Today’s durable goods orders release from the U.S. Census Bureau shows 0.8 percent decline in September. (All percentages are in annual terms.) This number only tells part of the story, though, as much of the decline was due to volatility in the transportation sector. Excluding transportation, new orders for manufactured durable goods would have increased by 1.7 percent.  Much of the decline was in the aerospace sector (both for defense and nondefense), which fell significantly after a large rise in August. New orders for motor vehicles also fell by 2.7 percent.

Yet, outside of transportation, the new orders figures reflected some strength. Here are the monthly growth rates for new orders from the major sectors:

  • Capital Goods, excluding Aircraft, up 2.4 percent;
  • Computers and Electronic Products, up 1.0 percent;
  • Defense Capital Goods, up 8.6 percent;
  • Electrical Equipment, Appliances, and Components, up 1.9 percent;
  • Fabricated Metal Products, up 1.9 percent;
  • Machinery, up 1.8 percent; and
  • Primary Metals, up 2.6 percent.

These numbers suggest that the larger durable goods industry is showing some broader-based growth as we move into the autumn months.

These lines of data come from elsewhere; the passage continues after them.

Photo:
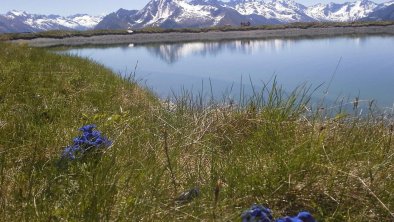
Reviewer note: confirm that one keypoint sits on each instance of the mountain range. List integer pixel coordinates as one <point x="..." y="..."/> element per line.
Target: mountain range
<point x="202" y="13"/>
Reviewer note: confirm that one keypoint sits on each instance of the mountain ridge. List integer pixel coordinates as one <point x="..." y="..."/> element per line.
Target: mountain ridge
<point x="202" y="13"/>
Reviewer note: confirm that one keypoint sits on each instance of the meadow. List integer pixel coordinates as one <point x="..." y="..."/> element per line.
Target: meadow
<point x="274" y="148"/>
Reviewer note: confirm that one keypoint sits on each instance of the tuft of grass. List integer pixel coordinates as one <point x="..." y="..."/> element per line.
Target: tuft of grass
<point x="274" y="148"/>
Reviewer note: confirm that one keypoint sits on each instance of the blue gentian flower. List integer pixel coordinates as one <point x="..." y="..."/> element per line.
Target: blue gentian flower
<point x="89" y="139"/>
<point x="258" y="213"/>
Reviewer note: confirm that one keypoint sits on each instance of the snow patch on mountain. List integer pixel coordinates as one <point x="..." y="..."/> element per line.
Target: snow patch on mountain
<point x="350" y="11"/>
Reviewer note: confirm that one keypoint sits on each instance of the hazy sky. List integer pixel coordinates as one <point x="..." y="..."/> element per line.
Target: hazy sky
<point x="96" y="7"/>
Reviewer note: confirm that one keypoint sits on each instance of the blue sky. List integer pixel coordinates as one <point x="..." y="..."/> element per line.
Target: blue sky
<point x="96" y="7"/>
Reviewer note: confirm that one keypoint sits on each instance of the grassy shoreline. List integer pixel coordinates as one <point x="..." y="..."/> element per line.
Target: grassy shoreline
<point x="154" y="30"/>
<point x="275" y="150"/>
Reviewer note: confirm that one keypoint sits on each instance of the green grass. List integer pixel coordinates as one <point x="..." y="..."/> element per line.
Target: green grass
<point x="300" y="25"/>
<point x="271" y="150"/>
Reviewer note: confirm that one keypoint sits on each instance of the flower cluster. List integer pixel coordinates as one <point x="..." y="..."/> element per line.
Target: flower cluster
<point x="90" y="139"/>
<point x="258" y="213"/>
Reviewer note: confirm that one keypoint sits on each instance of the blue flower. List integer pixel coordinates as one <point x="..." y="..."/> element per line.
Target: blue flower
<point x="89" y="139"/>
<point x="88" y="128"/>
<point x="257" y="213"/>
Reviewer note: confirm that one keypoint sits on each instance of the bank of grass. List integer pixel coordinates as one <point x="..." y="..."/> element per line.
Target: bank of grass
<point x="273" y="150"/>
<point x="59" y="34"/>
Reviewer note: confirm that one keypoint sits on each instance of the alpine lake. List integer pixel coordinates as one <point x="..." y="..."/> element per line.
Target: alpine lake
<point x="338" y="69"/>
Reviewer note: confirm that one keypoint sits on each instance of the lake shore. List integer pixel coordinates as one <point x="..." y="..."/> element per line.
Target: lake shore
<point x="141" y="38"/>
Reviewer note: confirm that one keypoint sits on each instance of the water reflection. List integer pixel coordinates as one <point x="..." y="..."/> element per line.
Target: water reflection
<point x="366" y="67"/>
<point x="172" y="53"/>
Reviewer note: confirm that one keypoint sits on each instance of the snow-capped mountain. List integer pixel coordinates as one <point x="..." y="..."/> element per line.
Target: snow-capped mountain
<point x="21" y="21"/>
<point x="349" y="11"/>
<point x="282" y="10"/>
<point x="202" y="13"/>
<point x="205" y="13"/>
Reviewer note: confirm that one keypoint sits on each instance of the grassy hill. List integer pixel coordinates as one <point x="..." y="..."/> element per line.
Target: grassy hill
<point x="275" y="150"/>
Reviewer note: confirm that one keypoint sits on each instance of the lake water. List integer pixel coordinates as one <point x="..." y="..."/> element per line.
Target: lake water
<point x="347" y="66"/>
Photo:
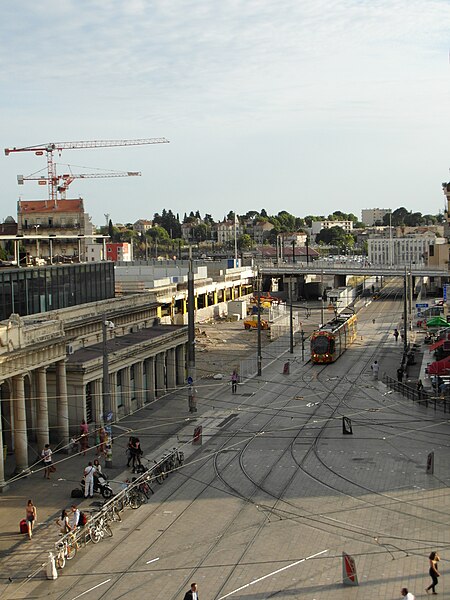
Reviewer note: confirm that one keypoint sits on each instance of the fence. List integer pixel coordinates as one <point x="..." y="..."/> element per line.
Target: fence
<point x="422" y="396"/>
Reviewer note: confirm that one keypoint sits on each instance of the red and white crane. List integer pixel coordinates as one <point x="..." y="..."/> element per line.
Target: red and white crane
<point x="63" y="181"/>
<point x="55" y="181"/>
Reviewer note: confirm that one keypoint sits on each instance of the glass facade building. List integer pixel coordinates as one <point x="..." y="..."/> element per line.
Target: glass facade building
<point x="40" y="289"/>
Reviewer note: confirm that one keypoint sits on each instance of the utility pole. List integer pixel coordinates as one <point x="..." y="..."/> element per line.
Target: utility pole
<point x="259" y="351"/>
<point x="191" y="336"/>
<point x="107" y="412"/>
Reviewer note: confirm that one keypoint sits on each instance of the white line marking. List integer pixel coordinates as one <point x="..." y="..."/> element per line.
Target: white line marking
<point x="273" y="573"/>
<point x="90" y="589"/>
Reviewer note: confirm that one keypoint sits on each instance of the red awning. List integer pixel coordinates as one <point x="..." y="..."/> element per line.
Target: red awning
<point x="440" y="367"/>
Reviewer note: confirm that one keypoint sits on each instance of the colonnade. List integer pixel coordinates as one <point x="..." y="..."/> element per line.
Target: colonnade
<point x="13" y="412"/>
<point x="28" y="407"/>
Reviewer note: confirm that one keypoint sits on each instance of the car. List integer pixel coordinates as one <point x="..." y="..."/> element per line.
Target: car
<point x="251" y="322"/>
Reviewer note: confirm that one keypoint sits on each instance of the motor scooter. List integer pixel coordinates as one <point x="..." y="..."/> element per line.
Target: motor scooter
<point x="101" y="485"/>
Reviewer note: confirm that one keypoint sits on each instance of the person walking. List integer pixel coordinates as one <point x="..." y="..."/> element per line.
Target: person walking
<point x="46" y="455"/>
<point x="419" y="388"/>
<point x="84" y="437"/>
<point x="31" y="515"/>
<point x="63" y="522"/>
<point x="75" y="517"/>
<point x="89" y="481"/>
<point x="434" y="573"/>
<point x="234" y="381"/>
<point x="375" y="369"/>
<point x="192" y="594"/>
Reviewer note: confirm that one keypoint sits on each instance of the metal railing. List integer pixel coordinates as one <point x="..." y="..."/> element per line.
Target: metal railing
<point x="100" y="519"/>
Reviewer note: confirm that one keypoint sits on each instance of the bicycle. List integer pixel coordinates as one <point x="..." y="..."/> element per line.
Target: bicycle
<point x="66" y="549"/>
<point x="99" y="528"/>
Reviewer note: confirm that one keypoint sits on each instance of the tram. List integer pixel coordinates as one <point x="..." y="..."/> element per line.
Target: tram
<point x="333" y="338"/>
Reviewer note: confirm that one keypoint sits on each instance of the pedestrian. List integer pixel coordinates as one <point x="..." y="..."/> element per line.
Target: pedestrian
<point x="84" y="437"/>
<point x="234" y="381"/>
<point x="98" y="467"/>
<point x="192" y="594"/>
<point x="102" y="439"/>
<point x="46" y="455"/>
<point x="75" y="517"/>
<point x="375" y="369"/>
<point x="31" y="515"/>
<point x="63" y="522"/>
<point x="419" y="388"/>
<point x="89" y="481"/>
<point x="129" y="451"/>
<point x="434" y="573"/>
<point x="136" y="453"/>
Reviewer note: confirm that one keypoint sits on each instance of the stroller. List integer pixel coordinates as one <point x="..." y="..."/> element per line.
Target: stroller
<point x="101" y="485"/>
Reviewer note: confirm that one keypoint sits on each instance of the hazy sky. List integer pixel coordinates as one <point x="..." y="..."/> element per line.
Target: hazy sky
<point x="308" y="106"/>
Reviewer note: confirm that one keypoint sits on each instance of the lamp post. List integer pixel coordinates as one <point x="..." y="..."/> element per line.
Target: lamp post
<point x="107" y="412"/>
<point x="36" y="227"/>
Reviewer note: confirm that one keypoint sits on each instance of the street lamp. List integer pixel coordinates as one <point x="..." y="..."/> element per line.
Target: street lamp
<point x="36" y="227"/>
<point x="107" y="412"/>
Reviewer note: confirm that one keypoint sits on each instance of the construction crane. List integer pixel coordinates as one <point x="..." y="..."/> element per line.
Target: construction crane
<point x="63" y="181"/>
<point x="52" y="177"/>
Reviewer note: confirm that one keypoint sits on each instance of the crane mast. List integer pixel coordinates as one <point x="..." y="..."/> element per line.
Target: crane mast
<point x="53" y="179"/>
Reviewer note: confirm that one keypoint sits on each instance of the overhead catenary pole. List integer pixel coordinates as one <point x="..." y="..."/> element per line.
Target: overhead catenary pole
<point x="405" y="313"/>
<point x="107" y="413"/>
<point x="191" y="336"/>
<point x="259" y="350"/>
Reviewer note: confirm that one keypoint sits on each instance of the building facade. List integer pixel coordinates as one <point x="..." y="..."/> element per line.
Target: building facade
<point x="372" y="216"/>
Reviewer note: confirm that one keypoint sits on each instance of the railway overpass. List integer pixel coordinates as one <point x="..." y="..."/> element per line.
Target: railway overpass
<point x="338" y="274"/>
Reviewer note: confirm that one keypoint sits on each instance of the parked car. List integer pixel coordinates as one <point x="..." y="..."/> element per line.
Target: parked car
<point x="251" y="322"/>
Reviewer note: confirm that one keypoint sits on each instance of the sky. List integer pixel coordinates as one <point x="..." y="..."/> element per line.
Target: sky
<point x="307" y="106"/>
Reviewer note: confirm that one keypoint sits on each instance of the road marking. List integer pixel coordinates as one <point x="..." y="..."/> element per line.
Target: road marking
<point x="297" y="562"/>
<point x="90" y="589"/>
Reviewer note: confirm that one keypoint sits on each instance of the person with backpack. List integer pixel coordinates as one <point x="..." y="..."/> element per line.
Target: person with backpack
<point x="89" y="480"/>
<point x="46" y="455"/>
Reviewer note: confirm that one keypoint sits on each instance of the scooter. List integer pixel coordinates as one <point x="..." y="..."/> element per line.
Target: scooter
<point x="101" y="486"/>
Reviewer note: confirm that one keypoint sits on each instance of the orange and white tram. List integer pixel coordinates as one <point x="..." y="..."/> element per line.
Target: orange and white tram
<point x="333" y="338"/>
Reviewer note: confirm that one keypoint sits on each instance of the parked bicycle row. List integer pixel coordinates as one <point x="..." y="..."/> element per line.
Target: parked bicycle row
<point x="78" y="529"/>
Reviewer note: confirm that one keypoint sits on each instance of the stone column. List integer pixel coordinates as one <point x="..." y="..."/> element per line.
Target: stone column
<point x="180" y="364"/>
<point x="3" y="487"/>
<point x="97" y="391"/>
<point x="42" y="408"/>
<point x="20" y="425"/>
<point x="171" y="370"/>
<point x="150" y="373"/>
<point x="113" y="393"/>
<point x="126" y="389"/>
<point x="160" y="368"/>
<point x="62" y="405"/>
<point x="139" y="383"/>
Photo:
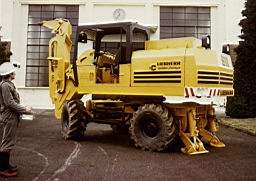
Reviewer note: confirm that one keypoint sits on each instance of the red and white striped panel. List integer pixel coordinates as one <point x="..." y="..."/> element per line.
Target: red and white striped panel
<point x="214" y="92"/>
<point x="201" y="92"/>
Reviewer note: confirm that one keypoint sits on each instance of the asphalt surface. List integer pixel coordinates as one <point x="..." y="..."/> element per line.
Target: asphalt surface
<point x="41" y="154"/>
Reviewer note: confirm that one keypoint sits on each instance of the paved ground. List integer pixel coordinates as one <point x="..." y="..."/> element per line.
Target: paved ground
<point x="42" y="155"/>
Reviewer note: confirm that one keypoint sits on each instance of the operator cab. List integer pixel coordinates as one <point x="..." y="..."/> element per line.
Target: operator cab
<point x="113" y="45"/>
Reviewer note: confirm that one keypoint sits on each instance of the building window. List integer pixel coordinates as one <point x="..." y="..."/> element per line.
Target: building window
<point x="178" y="22"/>
<point x="38" y="39"/>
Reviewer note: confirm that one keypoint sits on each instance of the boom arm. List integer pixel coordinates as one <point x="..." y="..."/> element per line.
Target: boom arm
<point x="61" y="74"/>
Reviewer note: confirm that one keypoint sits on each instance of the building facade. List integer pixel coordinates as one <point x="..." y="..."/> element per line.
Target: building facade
<point x="20" y="20"/>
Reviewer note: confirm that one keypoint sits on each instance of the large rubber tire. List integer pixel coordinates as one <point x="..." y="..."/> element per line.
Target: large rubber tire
<point x="153" y="127"/>
<point x="73" y="120"/>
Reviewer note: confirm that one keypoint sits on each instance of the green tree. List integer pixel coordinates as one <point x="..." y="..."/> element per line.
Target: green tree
<point x="4" y="55"/>
<point x="243" y="104"/>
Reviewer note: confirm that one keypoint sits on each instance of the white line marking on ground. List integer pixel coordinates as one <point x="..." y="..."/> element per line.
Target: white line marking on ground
<point x="68" y="161"/>
<point x="113" y="168"/>
<point x="105" y="153"/>
<point x="46" y="160"/>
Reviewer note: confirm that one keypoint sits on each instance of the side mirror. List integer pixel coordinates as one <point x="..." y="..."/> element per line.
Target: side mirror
<point x="16" y="64"/>
<point x="82" y="38"/>
<point x="226" y="49"/>
<point x="206" y="41"/>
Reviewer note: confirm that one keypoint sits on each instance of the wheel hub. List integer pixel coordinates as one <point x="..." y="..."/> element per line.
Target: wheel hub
<point x="149" y="127"/>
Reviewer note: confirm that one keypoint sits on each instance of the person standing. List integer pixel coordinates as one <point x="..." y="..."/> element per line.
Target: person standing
<point x="10" y="110"/>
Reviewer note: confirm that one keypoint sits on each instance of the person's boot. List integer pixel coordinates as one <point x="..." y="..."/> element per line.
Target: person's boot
<point x="4" y="165"/>
<point x="11" y="168"/>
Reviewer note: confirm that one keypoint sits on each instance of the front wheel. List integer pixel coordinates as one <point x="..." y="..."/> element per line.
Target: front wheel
<point x="153" y="127"/>
<point x="73" y="120"/>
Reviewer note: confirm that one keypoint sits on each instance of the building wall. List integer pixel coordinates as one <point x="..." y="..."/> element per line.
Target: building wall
<point x="225" y="15"/>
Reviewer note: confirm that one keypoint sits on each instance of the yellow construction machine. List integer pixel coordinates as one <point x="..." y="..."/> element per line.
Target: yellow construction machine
<point x="156" y="90"/>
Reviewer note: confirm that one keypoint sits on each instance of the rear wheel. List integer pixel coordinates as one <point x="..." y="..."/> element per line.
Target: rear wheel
<point x="153" y="127"/>
<point x="73" y="120"/>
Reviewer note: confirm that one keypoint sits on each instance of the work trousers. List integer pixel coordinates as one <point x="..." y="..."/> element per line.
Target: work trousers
<point x="10" y="126"/>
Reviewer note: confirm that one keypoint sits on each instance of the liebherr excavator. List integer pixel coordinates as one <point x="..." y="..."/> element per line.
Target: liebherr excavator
<point x="157" y="90"/>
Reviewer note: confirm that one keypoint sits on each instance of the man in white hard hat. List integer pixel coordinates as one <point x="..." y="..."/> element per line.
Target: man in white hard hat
<point x="10" y="110"/>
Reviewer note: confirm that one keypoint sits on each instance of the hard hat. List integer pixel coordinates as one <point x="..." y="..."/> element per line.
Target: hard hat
<point x="7" y="68"/>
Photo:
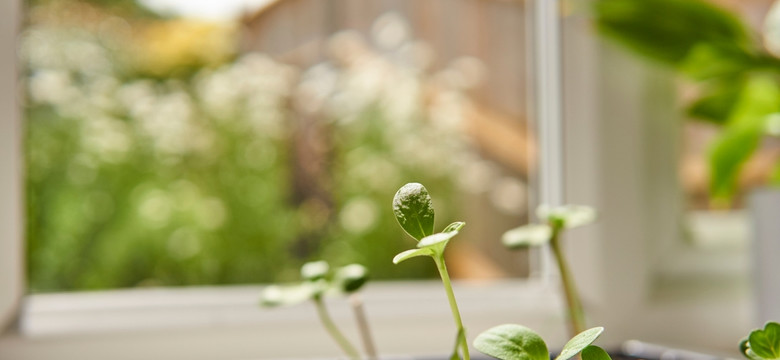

Looking at other parts of this release, durable goods shipments fell 0.7 percent in September; excluding the transportation sector, shipments would have decreased 0.1 percent. Transportation shipments were down 2.7 percent. The largest increases in shipments were seen in communications equipment, computers and related products, fabricated metal products and primary metals.

Both unfilled orders and inventories continued to grow in September, by 0.8 percent and 0.1 percent, respectively.

Chad Moutray is chief economist, National Association of Manufacturers.